Monday, January 20, 2020

I read somewhere about a type of moth that is colored either white, or brown.  It all depends on the trees in the area where they live.  If the trees are birch trees, with white trunks, the brown moths land on the tree trunks and are picked off by birds because the birds can see them.  The white moths don’t show up on white tree trunks, don’t get picked off and they survive to reproduce.   And in a few generations, white moths become predominant because that “white” gene is the one that gets passed on to the next generation.  
In the same way, if the area has trees with brown trunks, the birds can see the white members of the moth species, swoop in and eat them and the white moths don’t live to reproduce.  After a few generations, only brown moths are present.  All because of the color of the tree trunks.  And birds that eat moths.
This process has a name.  Natural selection.

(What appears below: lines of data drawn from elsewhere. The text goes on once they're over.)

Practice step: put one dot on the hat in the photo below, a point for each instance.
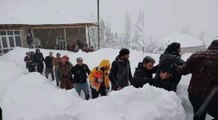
(123, 52)
(79, 59)
(148, 59)
(65, 57)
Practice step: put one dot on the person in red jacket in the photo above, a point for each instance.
(203, 66)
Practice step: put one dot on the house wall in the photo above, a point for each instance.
(48, 36)
(72, 35)
(23, 33)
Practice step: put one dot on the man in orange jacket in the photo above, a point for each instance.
(99, 80)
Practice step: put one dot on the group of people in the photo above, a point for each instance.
(202, 65)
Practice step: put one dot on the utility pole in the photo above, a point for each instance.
(98, 24)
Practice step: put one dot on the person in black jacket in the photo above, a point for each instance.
(38, 60)
(144, 72)
(29, 62)
(49, 65)
(168, 60)
(120, 74)
(78, 75)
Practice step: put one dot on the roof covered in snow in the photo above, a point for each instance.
(47, 11)
(184, 39)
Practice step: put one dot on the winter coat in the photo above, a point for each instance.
(64, 71)
(167, 64)
(79, 73)
(29, 39)
(142, 75)
(99, 72)
(38, 58)
(56, 62)
(48, 62)
(120, 74)
(29, 64)
(204, 69)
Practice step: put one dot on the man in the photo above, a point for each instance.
(99, 80)
(29, 39)
(56, 62)
(64, 68)
(38, 59)
(144, 71)
(120, 74)
(170, 57)
(203, 67)
(49, 65)
(29, 62)
(79, 73)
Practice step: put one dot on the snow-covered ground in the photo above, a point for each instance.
(30, 96)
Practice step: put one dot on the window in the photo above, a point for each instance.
(9, 39)
(10, 32)
(4, 42)
(60, 42)
(18, 41)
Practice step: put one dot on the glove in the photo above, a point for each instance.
(100, 80)
(107, 90)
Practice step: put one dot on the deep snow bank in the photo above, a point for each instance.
(32, 97)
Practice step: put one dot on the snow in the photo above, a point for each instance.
(30, 96)
(9, 73)
(184, 39)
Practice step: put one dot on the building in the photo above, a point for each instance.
(48, 36)
(52, 25)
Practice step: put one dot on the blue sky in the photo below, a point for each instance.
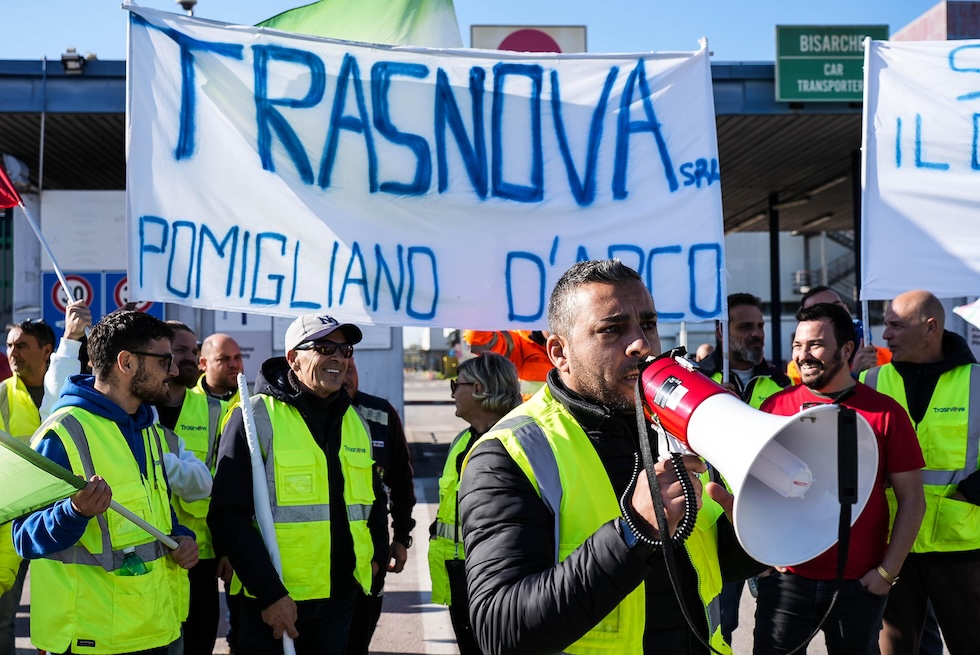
(736, 31)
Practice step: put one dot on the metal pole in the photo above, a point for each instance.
(775, 288)
(44, 106)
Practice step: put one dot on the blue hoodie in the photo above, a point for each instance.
(59, 526)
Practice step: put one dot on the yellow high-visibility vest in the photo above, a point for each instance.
(949, 435)
(86, 606)
(568, 474)
(17, 409)
(447, 544)
(199, 425)
(299, 491)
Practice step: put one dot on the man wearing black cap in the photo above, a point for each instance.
(323, 490)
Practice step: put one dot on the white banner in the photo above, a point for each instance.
(280, 174)
(921, 214)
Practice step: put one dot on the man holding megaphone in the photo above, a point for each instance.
(793, 600)
(555, 561)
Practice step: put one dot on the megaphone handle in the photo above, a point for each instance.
(648, 461)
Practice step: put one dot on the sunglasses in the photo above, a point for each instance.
(328, 348)
(168, 358)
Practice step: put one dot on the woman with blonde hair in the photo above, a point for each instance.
(485, 390)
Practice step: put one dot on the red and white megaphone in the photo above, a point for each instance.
(782, 470)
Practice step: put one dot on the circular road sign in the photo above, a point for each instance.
(81, 289)
(121, 295)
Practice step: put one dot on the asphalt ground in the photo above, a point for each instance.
(410, 623)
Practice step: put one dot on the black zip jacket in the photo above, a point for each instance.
(232, 508)
(521, 601)
(714, 364)
(920, 383)
(390, 450)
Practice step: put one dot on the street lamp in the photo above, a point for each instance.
(188, 6)
(72, 62)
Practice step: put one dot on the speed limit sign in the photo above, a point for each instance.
(121, 295)
(117, 295)
(81, 289)
(86, 286)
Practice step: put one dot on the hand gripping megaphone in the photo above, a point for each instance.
(782, 470)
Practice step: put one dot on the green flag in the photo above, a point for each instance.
(428, 23)
(29, 480)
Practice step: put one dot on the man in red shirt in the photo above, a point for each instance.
(793, 600)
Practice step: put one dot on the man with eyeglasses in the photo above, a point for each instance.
(26, 399)
(327, 502)
(103, 429)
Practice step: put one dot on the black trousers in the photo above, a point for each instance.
(367, 612)
(201, 626)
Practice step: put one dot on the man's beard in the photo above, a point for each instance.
(748, 354)
(827, 372)
(595, 389)
(143, 388)
(186, 376)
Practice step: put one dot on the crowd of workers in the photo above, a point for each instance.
(546, 538)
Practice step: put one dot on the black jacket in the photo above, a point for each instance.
(520, 601)
(714, 364)
(232, 509)
(389, 447)
(920, 383)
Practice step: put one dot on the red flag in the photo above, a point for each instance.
(8, 194)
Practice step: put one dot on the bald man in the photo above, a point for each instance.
(935, 377)
(221, 361)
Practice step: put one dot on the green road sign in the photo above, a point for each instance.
(822, 63)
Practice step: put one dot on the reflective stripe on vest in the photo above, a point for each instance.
(445, 530)
(542, 460)
(446, 544)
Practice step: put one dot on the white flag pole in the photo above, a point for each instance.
(260, 494)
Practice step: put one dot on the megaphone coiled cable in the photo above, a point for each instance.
(686, 526)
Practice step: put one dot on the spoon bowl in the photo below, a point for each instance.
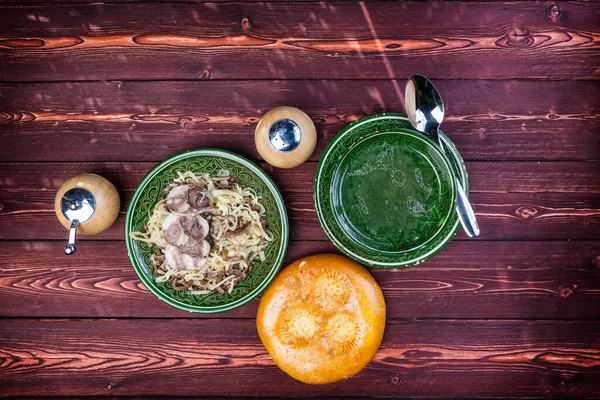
(425, 110)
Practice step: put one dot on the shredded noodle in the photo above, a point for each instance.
(237, 235)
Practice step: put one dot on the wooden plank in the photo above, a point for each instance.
(304, 40)
(538, 280)
(513, 201)
(487, 120)
(225, 357)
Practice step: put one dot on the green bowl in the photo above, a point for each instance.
(211, 161)
(385, 194)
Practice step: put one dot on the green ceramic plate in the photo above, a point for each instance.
(385, 194)
(211, 161)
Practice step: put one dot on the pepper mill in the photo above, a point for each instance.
(86, 204)
(285, 137)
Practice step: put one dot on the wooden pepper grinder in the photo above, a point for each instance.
(86, 204)
(285, 137)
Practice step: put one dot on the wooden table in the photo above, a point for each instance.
(114, 88)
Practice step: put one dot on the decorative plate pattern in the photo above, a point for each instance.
(211, 161)
(325, 194)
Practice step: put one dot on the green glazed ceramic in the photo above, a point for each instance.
(211, 161)
(385, 194)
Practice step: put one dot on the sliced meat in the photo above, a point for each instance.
(174, 257)
(214, 274)
(199, 199)
(195, 227)
(173, 231)
(199, 250)
(237, 272)
(177, 199)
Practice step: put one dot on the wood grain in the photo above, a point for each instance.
(100, 121)
(513, 201)
(539, 280)
(305, 40)
(225, 357)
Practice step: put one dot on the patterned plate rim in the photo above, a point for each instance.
(150, 285)
(318, 191)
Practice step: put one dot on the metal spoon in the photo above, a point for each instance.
(425, 111)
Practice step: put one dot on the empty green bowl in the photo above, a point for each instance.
(385, 194)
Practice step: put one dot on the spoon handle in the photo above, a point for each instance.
(465, 212)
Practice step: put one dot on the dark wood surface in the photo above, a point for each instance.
(113, 88)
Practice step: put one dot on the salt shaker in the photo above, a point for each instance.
(285, 137)
(86, 204)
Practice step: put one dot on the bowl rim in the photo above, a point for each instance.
(445, 156)
(151, 286)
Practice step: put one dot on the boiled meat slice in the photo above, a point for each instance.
(173, 231)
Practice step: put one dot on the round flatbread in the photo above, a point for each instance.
(322, 319)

Another example of natural selection is seen in a human’s wisdom teeth. Years and years ago, in our primitive past, if you didn’t have wisdom teeth, you couldn’t survive very well without them. You needed those extra teeth to gnaw meat from bones.  As our living conditions and nutrition improved, the lack of the “wisdom tooth gene” no longer led to your death from hunger.  Today, there are people who never grow wisdom teeth at all.  There are also people who grow only two, and there are still people who have all four.  We actually don’t need them anymore and the gene for four wisdom teeth is not as predominate.  That’s Natural Selection in action.